Aside from some basic training in middle and high school many years ago, I'm new to sets (coming from the world of programming) and I'm trying to model a debugging process. I'm specifically trying to find a good way to describe the following idea:
The combined set of weighted failures corresponding to each weighted failure site in the set of weighted failure sites.
"Failure sites" are areas of my code that are failing.
"Weighted failure sites" are integers, each of which represents the subjective importance (high, medium or low) of its corresponding failure site.
"Failures" are something that can be identified through a non-mathematical, manual checking process where one looks at a "failure site" and identifies failures. Each failure site has one or more failures.
"Weighted failures" are numbers, each of which represents some kind of subjective judgement of the difficulty of understanding its corresponding failure (hard or easy).

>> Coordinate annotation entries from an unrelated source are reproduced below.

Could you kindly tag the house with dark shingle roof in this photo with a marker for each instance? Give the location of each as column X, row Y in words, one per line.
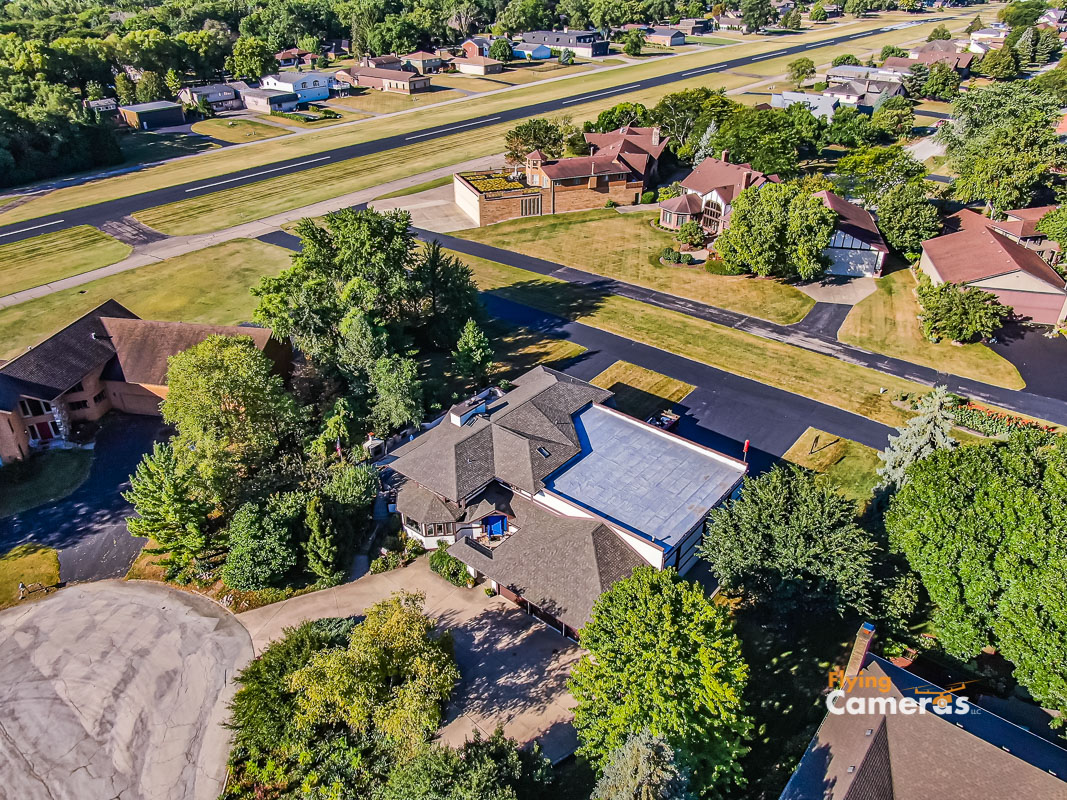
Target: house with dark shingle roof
column 107, row 360
column 552, row 495
column 1008, row 258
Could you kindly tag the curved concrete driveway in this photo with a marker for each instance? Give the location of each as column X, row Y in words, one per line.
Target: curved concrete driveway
column 116, row 690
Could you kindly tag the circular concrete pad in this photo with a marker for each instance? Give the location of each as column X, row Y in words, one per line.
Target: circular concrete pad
column 116, row 690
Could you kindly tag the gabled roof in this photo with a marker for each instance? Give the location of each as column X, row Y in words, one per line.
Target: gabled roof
column 976, row 251
column 505, row 442
column 62, row 360
column 730, row 180
column 854, row 221
column 142, row 347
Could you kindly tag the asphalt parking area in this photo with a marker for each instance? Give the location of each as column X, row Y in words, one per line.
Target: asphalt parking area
column 116, row 690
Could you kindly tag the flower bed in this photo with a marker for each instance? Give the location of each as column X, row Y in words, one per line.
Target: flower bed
column 992, row 422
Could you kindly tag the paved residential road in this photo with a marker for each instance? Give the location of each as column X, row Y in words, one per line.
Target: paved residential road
column 96, row 214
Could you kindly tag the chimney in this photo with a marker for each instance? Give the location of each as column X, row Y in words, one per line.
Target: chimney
column 860, row 650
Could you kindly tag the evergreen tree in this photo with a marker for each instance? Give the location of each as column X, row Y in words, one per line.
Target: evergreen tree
column 168, row 512
column 321, row 545
column 474, row 355
column 929, row 431
column 643, row 768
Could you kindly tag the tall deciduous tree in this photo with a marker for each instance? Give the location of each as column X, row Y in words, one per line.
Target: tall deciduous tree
column 986, row 529
column 928, row 431
column 793, row 538
column 643, row 768
column 779, row 230
column 678, row 672
column 168, row 510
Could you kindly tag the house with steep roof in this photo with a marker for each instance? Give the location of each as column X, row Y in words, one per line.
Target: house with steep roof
column 107, row 360
column 621, row 165
column 1008, row 258
column 709, row 192
column 552, row 495
column 876, row 751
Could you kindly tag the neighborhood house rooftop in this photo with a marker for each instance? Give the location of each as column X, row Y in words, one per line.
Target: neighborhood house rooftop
column 645, row 480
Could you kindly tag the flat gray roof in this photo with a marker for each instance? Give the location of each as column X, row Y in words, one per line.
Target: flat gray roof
column 640, row 478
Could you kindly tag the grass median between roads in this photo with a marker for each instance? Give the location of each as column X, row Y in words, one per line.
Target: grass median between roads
column 42, row 478
column 887, row 322
column 209, row 286
column 821, row 378
column 850, row 466
column 52, row 256
column 640, row 392
column 627, row 249
column 216, row 164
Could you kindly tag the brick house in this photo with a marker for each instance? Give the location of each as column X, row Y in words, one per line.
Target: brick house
column 622, row 164
column 107, row 360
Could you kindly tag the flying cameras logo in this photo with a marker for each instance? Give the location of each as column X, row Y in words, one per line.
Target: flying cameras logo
column 927, row 699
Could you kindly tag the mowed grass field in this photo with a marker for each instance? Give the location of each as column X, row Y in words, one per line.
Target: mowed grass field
column 887, row 322
column 625, row 246
column 52, row 256
column 640, row 392
column 215, row 164
column 208, row 286
column 817, row 377
column 237, row 130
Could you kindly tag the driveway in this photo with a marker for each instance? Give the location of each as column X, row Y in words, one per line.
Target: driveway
column 513, row 669
column 88, row 527
column 116, row 690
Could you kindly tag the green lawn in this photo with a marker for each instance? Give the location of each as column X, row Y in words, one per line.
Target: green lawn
column 817, row 377
column 640, row 393
column 237, row 130
column 626, row 248
column 52, row 256
column 435, row 184
column 887, row 322
column 30, row 564
column 42, row 478
column 850, row 466
column 284, row 147
column 208, row 286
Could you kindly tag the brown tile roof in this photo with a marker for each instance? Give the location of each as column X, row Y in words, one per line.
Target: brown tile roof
column 854, row 221
column 684, row 204
column 729, row 179
column 142, row 347
column 977, row 252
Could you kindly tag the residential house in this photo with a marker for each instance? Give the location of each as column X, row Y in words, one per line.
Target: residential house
column 872, row 753
column 152, row 115
column 308, row 86
column 857, row 248
column 218, row 96
column 381, row 62
column 296, row 57
column 586, row 44
column 478, row 65
column 693, row 27
column 822, row 106
column 552, row 495
column 709, row 193
column 527, row 51
column 398, row 81
column 665, row 37
column 265, row 100
column 1006, row 258
column 621, row 165
column 421, row 62
column 107, row 360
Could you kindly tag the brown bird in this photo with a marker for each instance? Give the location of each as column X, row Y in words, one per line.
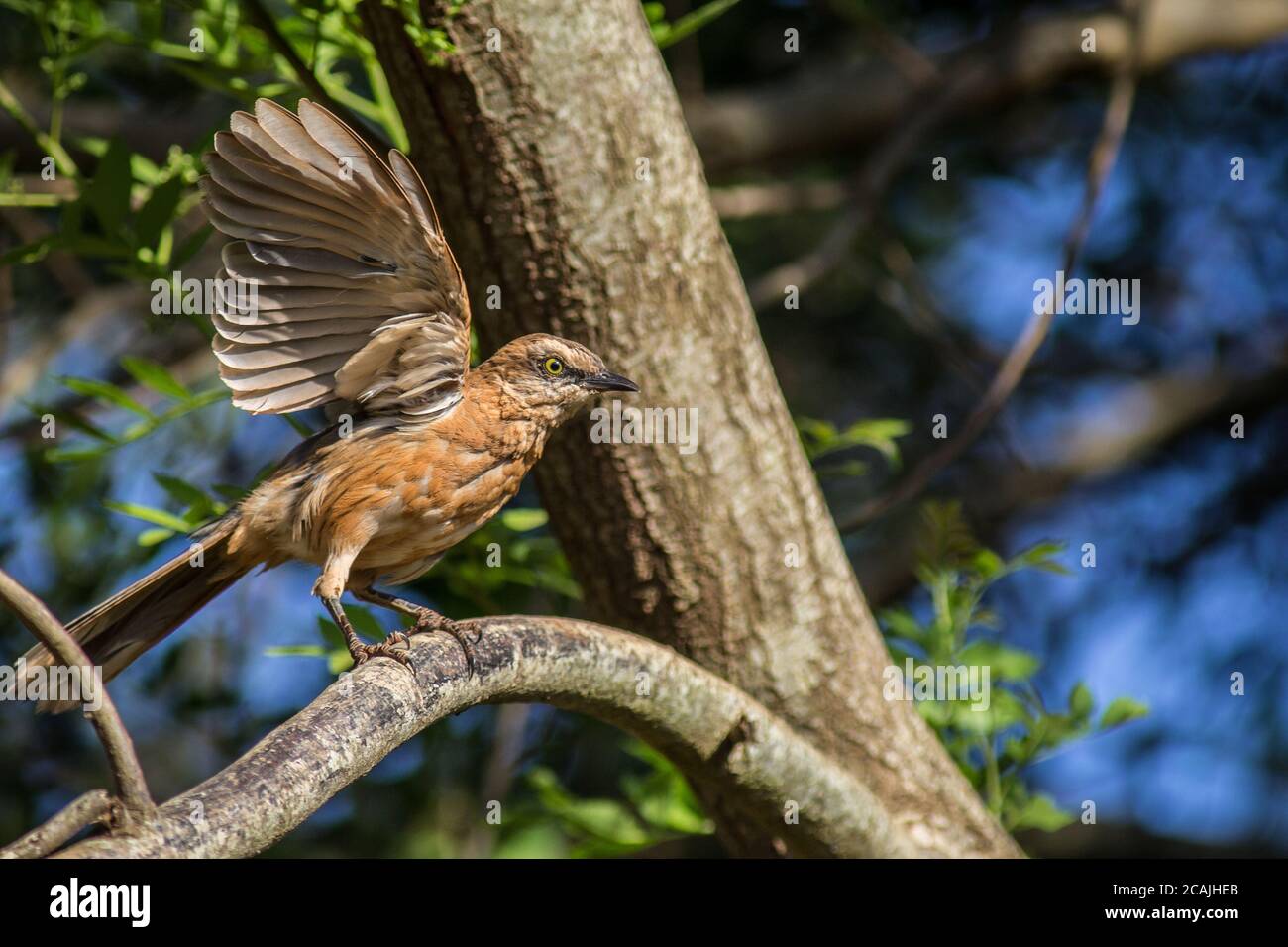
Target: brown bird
column 340, row 290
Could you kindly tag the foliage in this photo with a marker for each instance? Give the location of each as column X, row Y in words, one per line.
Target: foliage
column 992, row 746
column 823, row 440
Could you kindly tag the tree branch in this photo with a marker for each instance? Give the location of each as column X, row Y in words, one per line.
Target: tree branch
column 1104, row 153
column 95, row 805
column 712, row 731
column 814, row 114
column 130, row 785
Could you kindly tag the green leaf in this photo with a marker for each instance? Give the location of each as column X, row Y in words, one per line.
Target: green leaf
column 524, row 519
column 106, row 390
column 156, row 214
column 1005, row 664
column 191, row 245
column 666, row 34
column 154, row 538
column 108, row 193
column 1039, row 812
column 155, row 376
column 1039, row 557
column 149, row 515
column 1122, row 710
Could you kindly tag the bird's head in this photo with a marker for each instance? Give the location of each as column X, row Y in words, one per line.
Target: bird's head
column 552, row 376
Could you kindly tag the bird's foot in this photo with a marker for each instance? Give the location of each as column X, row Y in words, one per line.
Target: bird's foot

So far, my best attempt to model these concepts looks like this:
$\text{Weighted high-importance failure sites: }S_h = \{4s_h \mid s_h \in \text{???}\}$
$\text{Weighted medium-importance failure sites: }S_m = \{2s_m \mid s_m \in \text{???}\}$
$\text{Weighted low-importance failure sites: }S_l = \{s_l \mid s_l \in \text{???}\}$
$\text{Weighted failure sites (all): } S = S_h \bigcup S_m \bigcup S_l$
$\text{Weighted hard failures: } F_h(s) = \{ f_h \mid f_h \in \text{???} \}$
$\text{Weighted easy failures: } F_e(s) = \{ 0.5f_e \mid f_e \in \text{???} \}$
$\text{Weighted failures (all): } \forall S; s \in S; F = (F_h(s_1) \bigcup F_e(s_1)) \bigcup (F_h(s_2) \bigcup F_e(s_2)) \bigcup \dots (F_h(s_n) \bigcup F_e(s_n))$
How can I finish my model and/or simplify it? Does any of this make sense? Am I totally off?
UPDATE: I've discovered that 1) sets can't have duplicate elements and 2) that multisets are a thing. Here's a better way, I think, to represent weighted failure sites:
$S_{hw} = \{\!\{ 4^{|S_h|} \}\!\}$
$S_{mw} = \{\!\{ 2^{|S_m|} \}\!\}$
$S_{lw} = \{\!\{ 1^{|S_l|} \}\!\}$
$S_w = S_{hw} \uplus S_{mw} \uplus S_{lw}$
Where $S_h$, $S_m$ and $S_l$ are sets or multisets (doesn't matter here, as long as there is one element per failure site) representing the failure sites and $S_w$ is a multiset of all the weighted failure sites (or rather, failure site weights). I guess it's OK to just leave those undefined since their use is merely symbolic...?
But now, I don't know how to generate multisets of weighted failures from my weighted failure sites multiset.